1.8 The market mechanism, market failure, and government intervention in markets Flashcards
(99 cards)
Market mechanism
the process where changes in prices allocate resources
Price mechanism
changes in price in response to changes in demand and supply have the effect of making demand equal to supply
Functions of the price mechanism (4)
- allocative
- Rationing
- signalling
- incentive
allocative function of price
how prices help allocate scarce resources to the most valued uses in a market economy.
If price rises, it signals higher demand or greater scarcity.
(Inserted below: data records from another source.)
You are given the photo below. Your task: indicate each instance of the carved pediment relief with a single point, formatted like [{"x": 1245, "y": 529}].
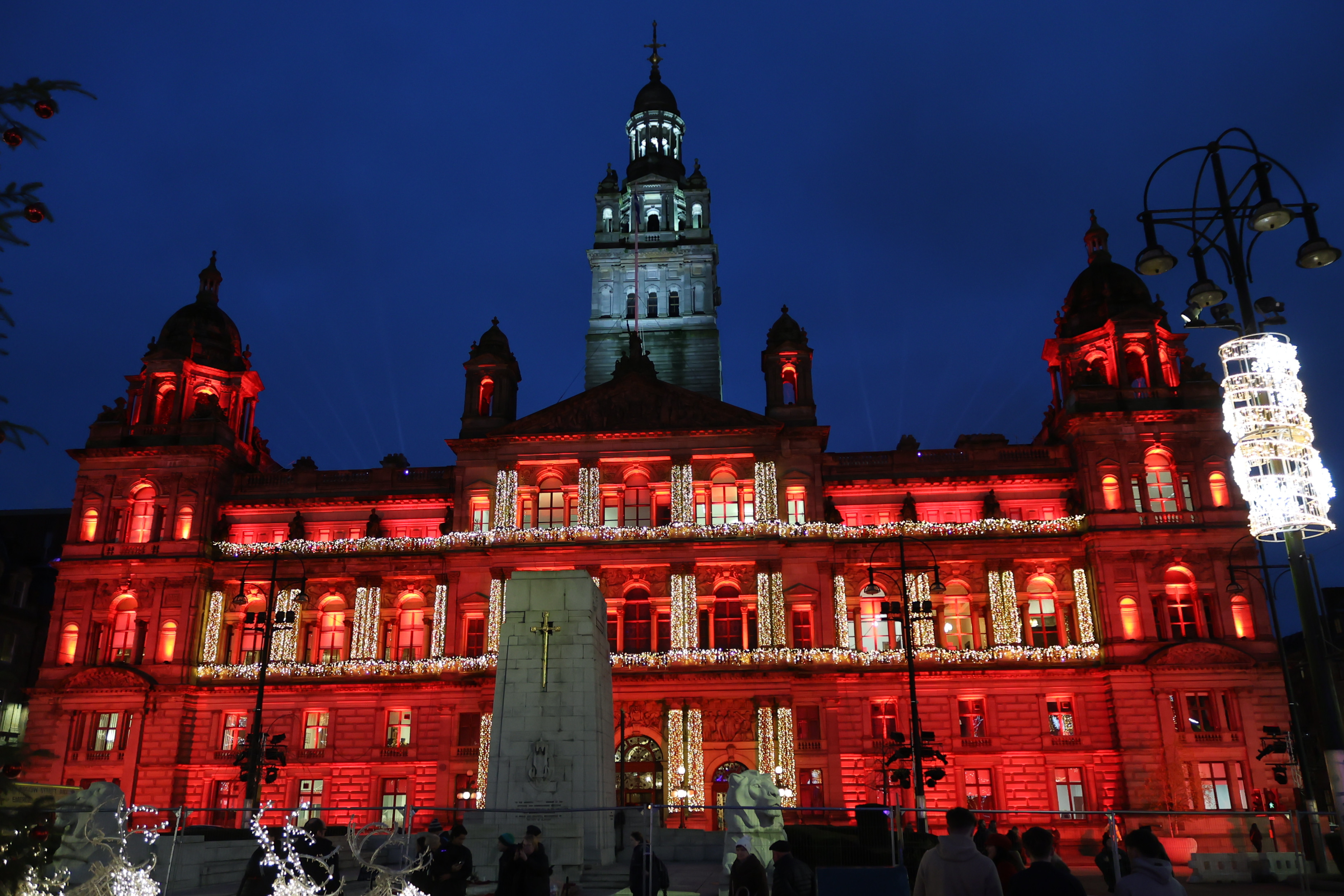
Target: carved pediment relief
[{"x": 1199, "y": 653}]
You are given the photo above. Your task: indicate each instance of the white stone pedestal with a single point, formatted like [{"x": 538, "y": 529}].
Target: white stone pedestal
[{"x": 553, "y": 750}]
Producers are incentivised to produce more.
Consumers may buy less.
If price falls, it suggests lower demand or more availability.
Producers reduce supply.
Consumers are more likely to buy.
rationing function of prices
rising prices ration demand for a product
signalling function of price
Prices provide information to buyers and sellers
Incentive function of prices
Prices create incentives for people to alter their economic behaviour; for example, a higher price creates an incentive for firms to supply more of a good or service.
allocative efficiency
when resources are allocated efficiently where total economic welfare is maximised
p=mc
msc=msb
market failure
occurs when the price mechanism fails to allocate scarce resources to the allocatively optimum p does not = mc
or when the market does not exist
Partial market failure
when there is a misallocation of resources
productive efficiency
The production of a good in the least costly way
when mc=mr and ac is at its minimum
shortage
excess demand in a market which is in disequilibrium
surplus
excess supply in a market which is in disequilibrium
equilibrium price
price where quantity supplied equals quantity demanded; at this price there is no shortage or surplus
black market
anywhere where buyers and sellers come together, a price is agreed and an illegal transaction takes place
minimum price (price floor)
a legal limit on how low a price can be charged for a particular good, in a particular market
Effects on a minimum price below equilibrium
no effect on price or quantity sold
Effects of minimum price above equilibrium
price increases, excess supply
Maximum price (Price ceiling)
a legal limit on how high a price can be charged for a particular good, or in a particular market
Effects of Maximum price below equilibrium
price falls, excess demand
Effects of maximum price above equilibrium
no effect on price or quantity
Missing market
the absence of a market for a good or service, most commonly in the case of public goods and externalities
non-excludable + example
when it is impossible or very costly to prevent non-paying consumers from benefiting from it.
National defense, Clean air
non-rivalrous + example
one person’s consumption does not reduce the amount available for others.